Leehagen tendió la mano hacia la mascarilla. Se la apretó contra la cara y respiró el preciado oxígeno a bocanadas. Permaneció así un rato hasta que volvió a controlar la respiración y apartó de nuevo la mascarilla.

– Me lo has quitado todo -dijo.

– Aún te queda la vida.

Leehagen intentó reír, pero sólo emitió una especie de tos ahogada.

– ¿La vida? -repitió-. Esto no es vida. Esto es una muerte lenta.

Louis lo miró.

– ¿Por qué aquí? ¿Por qué traernos hasta aquí para matarnos?

– Quería que te desangraras en mis tierras. Quería que tu sangre empapara el lugar donde Jon está enterrado. Quería que él supiera que había sido vengado.

– ¿Y Hoyle?

Leehagen intentó tragar saliva, pero tenía la boca seca.

– Un buen amigo. Un amigo leal. -La mención del nombre de Hoyle pareció renovar su energía, aunque fuera sólo por un momento-. Contrataremos a otros. Esto nunca acabará. Nunca.

– Ahora ya no te queda nadie -dijo Louis-. Pronto tampoco a Hoyle le quedará nadie. Se ha acabado.

Y algo se apagó en los ojos de Leehagen al comprender que aquello era verdad. Miró a su hijo muerto y recordó al que se había ido antes que él. Con un último esfuerzo sobrehumano, levantó la cabeza de la almohada. Alargó la mano izquierda y agarró a Louis por la manga.

– Pues entonces mátame también a mí -suplicó-. Por favor. Ten… piedad.

Dejó caer la cabeza en la almohada, pero mantuvo la mirada fija en Louis, rebosante de odio y dolor y, sobre todo, necesidad.

– Por favor -repitió.

Louis, con delicadeza, se desprendió de la mano de Leehagen. Casi con ternura cubrió la cara del viejo con la mano y le apretó los orificios de la nariz con el índice y el pulgar a la vez que presionaba la palma contra la boca seca y arrugada. Leehagen asintió sobre la almohada, en un gesto de mudo consentimiento ante lo que estaba a punto de ocurrir. Al cabo de unos segundos, intentó tomar aire, pero no pudo. Se convulsionó, su cuerpo empezó a temblar y sacudirse. Estiró los dedos al máximo, sus ojos se desorbitaron y todo acabó. Se deshinchó, y muerto parecía más pequeño que en vida.

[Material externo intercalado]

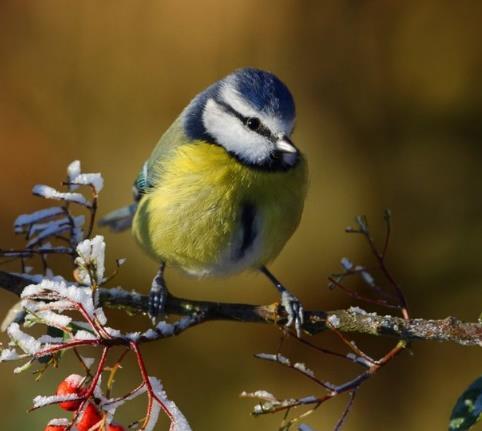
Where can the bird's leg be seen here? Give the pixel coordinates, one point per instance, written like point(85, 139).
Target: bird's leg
point(289, 302)
point(158, 294)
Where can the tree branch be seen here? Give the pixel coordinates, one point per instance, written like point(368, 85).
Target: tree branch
point(353, 320)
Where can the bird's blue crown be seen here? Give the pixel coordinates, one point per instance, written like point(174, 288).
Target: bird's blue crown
point(262, 90)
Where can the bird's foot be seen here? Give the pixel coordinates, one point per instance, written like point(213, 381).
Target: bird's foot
point(294, 310)
point(157, 298)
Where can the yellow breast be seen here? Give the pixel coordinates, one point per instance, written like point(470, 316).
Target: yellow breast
point(194, 218)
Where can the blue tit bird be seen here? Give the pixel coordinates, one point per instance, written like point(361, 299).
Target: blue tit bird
point(224, 188)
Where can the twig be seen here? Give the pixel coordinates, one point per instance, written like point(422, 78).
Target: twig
point(352, 320)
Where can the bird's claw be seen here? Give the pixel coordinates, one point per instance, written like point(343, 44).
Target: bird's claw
point(294, 310)
point(157, 299)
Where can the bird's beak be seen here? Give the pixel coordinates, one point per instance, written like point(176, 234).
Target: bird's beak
point(285, 145)
point(286, 148)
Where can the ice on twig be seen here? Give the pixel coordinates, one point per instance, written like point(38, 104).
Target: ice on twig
point(9, 355)
point(301, 367)
point(76, 178)
point(56, 227)
point(261, 394)
point(179, 421)
point(278, 357)
point(38, 216)
point(25, 341)
point(90, 260)
point(84, 335)
point(48, 192)
point(59, 290)
point(334, 321)
point(49, 318)
point(346, 264)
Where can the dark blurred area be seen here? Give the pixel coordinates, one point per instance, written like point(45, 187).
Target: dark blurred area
point(389, 98)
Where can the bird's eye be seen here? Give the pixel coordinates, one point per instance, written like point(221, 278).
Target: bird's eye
point(253, 123)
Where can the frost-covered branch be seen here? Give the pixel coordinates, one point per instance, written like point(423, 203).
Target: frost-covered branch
point(352, 320)
point(73, 315)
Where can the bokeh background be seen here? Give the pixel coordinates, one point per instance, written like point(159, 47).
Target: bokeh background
point(389, 98)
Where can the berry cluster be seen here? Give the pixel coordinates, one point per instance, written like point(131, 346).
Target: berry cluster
point(90, 418)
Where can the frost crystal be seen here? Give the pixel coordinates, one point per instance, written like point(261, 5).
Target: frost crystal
point(304, 369)
point(76, 178)
point(91, 260)
point(346, 264)
point(26, 342)
point(334, 321)
point(9, 355)
point(48, 192)
point(180, 423)
point(37, 216)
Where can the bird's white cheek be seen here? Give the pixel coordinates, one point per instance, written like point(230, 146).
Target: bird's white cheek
point(229, 132)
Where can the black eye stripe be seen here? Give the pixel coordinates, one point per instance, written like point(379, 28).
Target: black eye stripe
point(261, 130)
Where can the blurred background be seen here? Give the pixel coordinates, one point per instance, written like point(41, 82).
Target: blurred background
point(389, 98)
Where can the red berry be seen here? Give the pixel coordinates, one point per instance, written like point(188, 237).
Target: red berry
point(57, 425)
point(89, 418)
point(71, 385)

Algo se movió junto a la puerta del dormitorio. Willie Brew había entrado en los últimos momentos de Leehagen, preocupado por el silencio posterior al tiroteo. Se acercó a la cama con expresión desolada. Una cosa era matar a un hombre armado, por terrible que le pareciera, pero matar a un viejo frágil, apagando su vida con el pulgar y el índice como si fuera la llama de una vela, era algo que escapaba a su comprensión. Supo entonces que su relación con aquellos hombres había llegado a su fin. Ya no podía tolerarlos en su existencia, del mismo modo que nunca podría reconciliarse con el hecho de haber quitado una vida.